Terence Tao’s blue and red teams post crystalised several insights about software testing and a different class of AI product that I have been building but hadn’t found the language to articulate until now.

He begins by describing the role of blue and red teams. Blue teams are builders who construct and defend orders from chaos, while red teams are hunters and invaders who find the weakest link in a coherent whole and exploit it.

In the field of cybersecurity, a distinction is made between the “blue team” task of building a secure system, and the “red team” task of locating vulnerabilities in such systems. The blue team is more obviously necessary to create the desired product; but the red team is just as essential, given the damage that can result from deploying insecure systems.

The nature of these teams mirror each other; mathematicians would call them “dual”. The output of a blue team is only as strong as its weakest link: a security system that consists of a strong component and a weak component (e.g., a house with a securely locked door, but an open window) will be insecure (and in fact worse, because the strong component may convey a false sense of security).

His observation about the human dynamics of red teams is particularly insightful:

Dually, the contributions to a red team can often be additive: a red team report that contains both a serious vulnerability and a more trivial one is more useful than a report that only contains the serious issue, as it is valuable to have the blue team address both vulnerabilities.

Two unexpected insights about QA and testers emerged:

1) Red teams compound faster. Once there’s a vulnerability, subsequent exploit attempts can build upon it. This can be quite different from blue teams, where each new feature or component is a fresh start with a clear boundary from other neighboring components.

2) Unconventional thinkers are better suited for red team roles.

Today, in most software organizations, testers are treated as second-class citizens and are not given the same respect as developers. Research shows testers typically earn 25-33% less than software engineers with comparable experience. In worse yet common cases, testers are brought in as an afterthought to clean up after development is largely complete.

As AI’s code generation capabilities advance, testers may become far more critical than they are today. Finding inconsistencies and ambiguities in software would provide high-leverage positive impact on the system’s integrity, creating far more business value than just finding isolated bugs that developers might overlook.

This also requires a shift in recruiting and hiring testers. Instead of manual laborers content with repetitive tasks, we need people with explorative and inquisitive mindsets.

Tao then applies this framework to AI products—an insightful perspective coming from a mathematician rather than a software engineer:

Many of the proposed use cases for AI tools try to place such tools in the “blue team” category, such as creating code, text, images, or mathematical arguments in some semi-automated or automated fashion, that is intended for use for some external application. However, in view of the unreliability and opacity of such tools, it may be better to put them to work on the “red team”, critiquing the output of blue team human experts but not directly replacing that output; “blue team” AI use should only be permitted up to the capability of one’s “red team” to catch and correct any errors generated. This approach not only plays to current AI strengths, such as breadth of exposure and fast feedback, but also mitigates the risks of deploying unverified AI output in high-stakes settings.

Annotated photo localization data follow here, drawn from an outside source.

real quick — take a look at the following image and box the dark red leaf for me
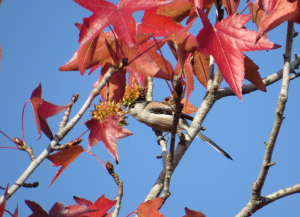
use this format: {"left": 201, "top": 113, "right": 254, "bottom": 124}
{"left": 30, "top": 83, "right": 70, "bottom": 140}
{"left": 244, "top": 55, "right": 266, "bottom": 92}
{"left": 47, "top": 145, "right": 84, "bottom": 187}
{"left": 85, "top": 114, "right": 133, "bottom": 164}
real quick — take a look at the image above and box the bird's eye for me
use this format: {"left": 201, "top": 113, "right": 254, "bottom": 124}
{"left": 131, "top": 104, "right": 135, "bottom": 109}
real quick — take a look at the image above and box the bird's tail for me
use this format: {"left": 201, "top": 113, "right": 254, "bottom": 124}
{"left": 196, "top": 132, "right": 233, "bottom": 160}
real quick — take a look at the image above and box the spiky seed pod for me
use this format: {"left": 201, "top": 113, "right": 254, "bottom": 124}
{"left": 91, "top": 101, "right": 126, "bottom": 124}
{"left": 123, "top": 84, "right": 145, "bottom": 106}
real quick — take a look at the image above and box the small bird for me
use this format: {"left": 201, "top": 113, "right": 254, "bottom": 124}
{"left": 127, "top": 100, "right": 233, "bottom": 160}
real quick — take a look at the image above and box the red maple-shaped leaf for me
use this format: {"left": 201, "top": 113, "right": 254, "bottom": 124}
{"left": 73, "top": 195, "right": 116, "bottom": 217}
{"left": 25, "top": 200, "right": 96, "bottom": 217}
{"left": 85, "top": 113, "right": 133, "bottom": 164}
{"left": 183, "top": 207, "right": 206, "bottom": 217}
{"left": 74, "top": 0, "right": 173, "bottom": 47}
{"left": 30, "top": 83, "right": 70, "bottom": 140}
{"left": 47, "top": 145, "right": 84, "bottom": 187}
{"left": 244, "top": 55, "right": 266, "bottom": 92}
{"left": 196, "top": 9, "right": 280, "bottom": 100}
{"left": 256, "top": 0, "right": 300, "bottom": 42}
{"left": 137, "top": 7, "right": 183, "bottom": 37}
{"left": 127, "top": 197, "right": 164, "bottom": 217}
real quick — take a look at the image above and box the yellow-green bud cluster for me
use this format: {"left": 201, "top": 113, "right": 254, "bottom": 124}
{"left": 91, "top": 101, "right": 125, "bottom": 122}
{"left": 122, "top": 85, "right": 141, "bottom": 106}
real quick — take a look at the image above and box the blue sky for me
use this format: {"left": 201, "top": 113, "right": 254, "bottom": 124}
{"left": 0, "top": 0, "right": 299, "bottom": 216}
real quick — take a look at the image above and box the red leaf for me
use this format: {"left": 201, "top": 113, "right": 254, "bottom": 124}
{"left": 0, "top": 184, "right": 8, "bottom": 217}
{"left": 25, "top": 200, "right": 48, "bottom": 217}
{"left": 193, "top": 50, "right": 210, "bottom": 88}
{"left": 123, "top": 44, "right": 170, "bottom": 80}
{"left": 75, "top": 0, "right": 173, "bottom": 47}
{"left": 78, "top": 35, "right": 99, "bottom": 75}
{"left": 157, "top": 0, "right": 193, "bottom": 23}
{"left": 95, "top": 63, "right": 126, "bottom": 102}
{"left": 256, "top": 0, "right": 300, "bottom": 42}
{"left": 183, "top": 207, "right": 206, "bottom": 217}
{"left": 244, "top": 55, "right": 266, "bottom": 92}
{"left": 85, "top": 114, "right": 133, "bottom": 164}
{"left": 139, "top": 39, "right": 174, "bottom": 78}
{"left": 248, "top": 0, "right": 265, "bottom": 32}
{"left": 30, "top": 83, "right": 70, "bottom": 140}
{"left": 196, "top": 9, "right": 280, "bottom": 100}
{"left": 13, "top": 205, "right": 18, "bottom": 217}
{"left": 73, "top": 195, "right": 116, "bottom": 217}
{"left": 59, "top": 31, "right": 115, "bottom": 74}
{"left": 25, "top": 200, "right": 96, "bottom": 217}
{"left": 223, "top": 0, "right": 241, "bottom": 15}
{"left": 135, "top": 198, "right": 164, "bottom": 217}
{"left": 47, "top": 145, "right": 84, "bottom": 187}
{"left": 183, "top": 55, "right": 194, "bottom": 106}
{"left": 137, "top": 7, "right": 183, "bottom": 37}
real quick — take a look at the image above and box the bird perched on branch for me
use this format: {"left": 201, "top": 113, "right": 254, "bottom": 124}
{"left": 127, "top": 100, "right": 232, "bottom": 160}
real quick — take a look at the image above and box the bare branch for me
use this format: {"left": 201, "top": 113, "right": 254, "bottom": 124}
{"left": 236, "top": 21, "right": 295, "bottom": 217}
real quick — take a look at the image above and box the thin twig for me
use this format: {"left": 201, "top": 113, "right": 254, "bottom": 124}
{"left": 59, "top": 93, "right": 79, "bottom": 131}
{"left": 236, "top": 21, "right": 295, "bottom": 217}
{"left": 107, "top": 162, "right": 123, "bottom": 217}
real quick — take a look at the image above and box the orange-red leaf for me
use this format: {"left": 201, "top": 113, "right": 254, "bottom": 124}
{"left": 183, "top": 207, "right": 206, "bottom": 217}
{"left": 30, "top": 83, "right": 70, "bottom": 140}
{"left": 157, "top": 0, "right": 193, "bottom": 23}
{"left": 85, "top": 114, "right": 133, "bottom": 164}
{"left": 244, "top": 55, "right": 267, "bottom": 92}
{"left": 136, "top": 198, "right": 164, "bottom": 217}
{"left": 248, "top": 0, "right": 265, "bottom": 37}
{"left": 73, "top": 195, "right": 116, "bottom": 217}
{"left": 47, "top": 145, "right": 84, "bottom": 187}
{"left": 196, "top": 9, "right": 280, "bottom": 100}
{"left": 193, "top": 50, "right": 210, "bottom": 88}
{"left": 256, "top": 0, "right": 300, "bottom": 42}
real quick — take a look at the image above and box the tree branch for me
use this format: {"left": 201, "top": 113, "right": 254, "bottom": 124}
{"left": 236, "top": 21, "right": 295, "bottom": 217}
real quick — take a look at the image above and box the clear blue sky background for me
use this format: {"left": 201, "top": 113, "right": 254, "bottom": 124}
{"left": 0, "top": 0, "right": 299, "bottom": 216}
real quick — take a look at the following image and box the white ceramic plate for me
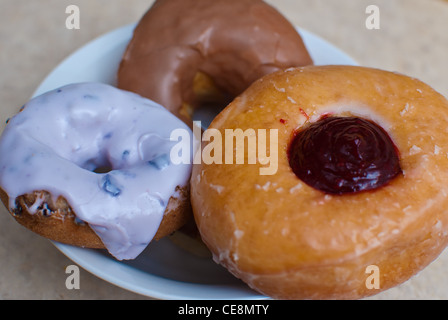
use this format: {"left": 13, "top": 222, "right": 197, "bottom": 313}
{"left": 33, "top": 24, "right": 357, "bottom": 300}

In my own personal experiments with AI, for instance, I have found it to be useful for providing additional feedback on some proposed text, argument, code, or slides that I have generated (including this current text). I might only agree with a fraction of the suggestions generated by the AI tool; but I find that there are still several useful comments made that I do agree with, and incorporate into my own output. This is a significantly less glamorous or intuitive use case for AI than the more commonly promoted “blue team” one of directly automating one’s own output, but one that I find adds much more reliable value.

This suggests a new category of AI products focused on coaching and feedback rather than direct output generation.

AI’s capabilities remain frustratingly jagged—brilliant at some tasks, unreliable at others. But perhaps that’s exactly why red team AI works: it sidesteps AI’s weaknesses while amplifying what it does well. Maybe the companies building critique tools today might discover a more constructive path through the AI landscape than those chasing perfect generation.